Jalil Che Din

Personal information
- Full name: Jalil Che Din
- Date of birth: 27 July 1934
- Place of birth: Malaysia
- Date of death: 15 November 1992 (aged 58)
- Place of death: Batu Pahat, Malaysia
- Position: Centre-half

Senior career*
- Years: Team / Apps / (Gls)
- 1950s: Penang
- 1950s: Perak

International career
- 1950s: Malaysia

Managerial career
- 1970–1971: Malaysia (assistant)
- 1972: Malaysia
- 1974: Malaysia
- 1981: Malaysia

Medal record
| Gold medal – first place | 1958 Merdeka Tournament |  |
| Gold medal – first place | 1959 Merdeka Tournament |  |
| Gold medal – first place | 1974 Merdeka Tournament (as coach) |  |
| Bronze medal – third place | 1974 Asian Games (as coach) |  |

= Jalil Che Din =

Malaysian footballer and coach

Jalil Che Din (27 July 1934 – 15 November 1992) was a Malaysian football player and coach.

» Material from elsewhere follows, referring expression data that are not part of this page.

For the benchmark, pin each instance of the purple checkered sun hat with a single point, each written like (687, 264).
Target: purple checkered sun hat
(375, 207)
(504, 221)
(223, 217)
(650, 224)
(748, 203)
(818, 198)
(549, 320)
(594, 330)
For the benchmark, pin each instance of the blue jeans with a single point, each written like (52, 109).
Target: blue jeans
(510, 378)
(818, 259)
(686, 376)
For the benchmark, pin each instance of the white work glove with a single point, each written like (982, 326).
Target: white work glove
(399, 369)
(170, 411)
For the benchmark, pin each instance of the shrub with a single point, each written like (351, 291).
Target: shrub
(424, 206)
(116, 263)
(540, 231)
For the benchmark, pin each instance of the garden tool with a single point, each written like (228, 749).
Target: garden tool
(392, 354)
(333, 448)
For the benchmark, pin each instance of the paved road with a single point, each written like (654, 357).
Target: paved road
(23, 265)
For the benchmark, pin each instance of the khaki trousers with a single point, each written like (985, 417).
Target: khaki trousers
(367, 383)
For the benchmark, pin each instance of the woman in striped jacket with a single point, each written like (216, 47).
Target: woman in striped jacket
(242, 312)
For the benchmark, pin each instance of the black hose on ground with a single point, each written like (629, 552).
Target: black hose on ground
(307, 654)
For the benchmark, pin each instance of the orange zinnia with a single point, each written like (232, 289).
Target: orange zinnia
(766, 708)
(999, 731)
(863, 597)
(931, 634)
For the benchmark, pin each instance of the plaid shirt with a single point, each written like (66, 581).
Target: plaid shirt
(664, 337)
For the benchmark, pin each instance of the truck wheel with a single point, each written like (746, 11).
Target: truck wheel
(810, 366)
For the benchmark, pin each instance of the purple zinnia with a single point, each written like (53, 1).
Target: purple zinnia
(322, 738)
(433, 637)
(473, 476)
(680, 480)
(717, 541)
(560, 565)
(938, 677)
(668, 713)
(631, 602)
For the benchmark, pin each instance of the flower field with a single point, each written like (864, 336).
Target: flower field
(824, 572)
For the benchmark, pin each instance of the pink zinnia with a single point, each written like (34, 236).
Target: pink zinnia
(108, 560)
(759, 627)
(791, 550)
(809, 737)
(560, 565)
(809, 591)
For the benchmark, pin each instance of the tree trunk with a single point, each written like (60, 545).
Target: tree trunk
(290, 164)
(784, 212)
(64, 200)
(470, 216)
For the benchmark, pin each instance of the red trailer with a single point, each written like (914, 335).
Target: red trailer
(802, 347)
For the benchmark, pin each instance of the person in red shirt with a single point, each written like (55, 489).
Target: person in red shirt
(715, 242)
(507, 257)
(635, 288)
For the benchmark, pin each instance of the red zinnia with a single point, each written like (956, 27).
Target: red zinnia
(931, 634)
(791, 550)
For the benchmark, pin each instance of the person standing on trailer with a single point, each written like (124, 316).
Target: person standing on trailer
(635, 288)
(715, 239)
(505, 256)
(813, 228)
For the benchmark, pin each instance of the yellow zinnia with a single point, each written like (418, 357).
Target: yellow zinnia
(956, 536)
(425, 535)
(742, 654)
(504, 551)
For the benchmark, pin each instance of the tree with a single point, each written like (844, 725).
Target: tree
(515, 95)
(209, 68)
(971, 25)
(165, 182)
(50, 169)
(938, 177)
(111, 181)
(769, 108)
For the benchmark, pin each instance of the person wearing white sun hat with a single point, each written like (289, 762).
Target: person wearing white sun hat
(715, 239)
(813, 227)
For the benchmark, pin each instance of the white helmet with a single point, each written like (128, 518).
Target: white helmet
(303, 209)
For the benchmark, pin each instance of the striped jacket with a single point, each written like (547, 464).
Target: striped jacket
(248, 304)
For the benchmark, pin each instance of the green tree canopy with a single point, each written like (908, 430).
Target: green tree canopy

As a centre-half, he represented the Penang, Perak and Malaysian national football team in the 1950s. With the national team, Jalil winning the first 2 Merdeka Tournaments in 1958 and 1959. After injury cut short his playing career, he turned into coaching. He was assistant coach of Malaysia under Dave McLaren from 1970 to 1971, and they guided Malaysia to success in the qualification to the 1972 Munich Olympics football competition. In the final tournament, Jalil takes over from McLaren and oversaw 1 win (3-0 against United States) and 2 defeats (0-3 against West Germany, 0–6 against Morocco) from 3 group games. Nevertheless, this remains one of the greatest achievements of Malaysia football as it is the only appearances of the national team in the Olympics.

Later, Jalil returned to coach Malaysia in 2 other stints: which he helped the team won in 1974 Merdeka Tournament and won bronze medal in the 1974 Asian Games. The last stints, he make a comeback to trained national team in 1981 after the failure of Malaysia in the 1982 FIFA World Cup qualification under Karl Heinz Weigang.

By profession, Jalil was a prison officer under Malaysian Prisons Department, and for most of his life was working in Taiping Prison, and was Prison Director at Simpang Renggam Prison. Jalil died on 15 November 1992 aged 58, caused by heart attack while playing golf in Batu Pahat.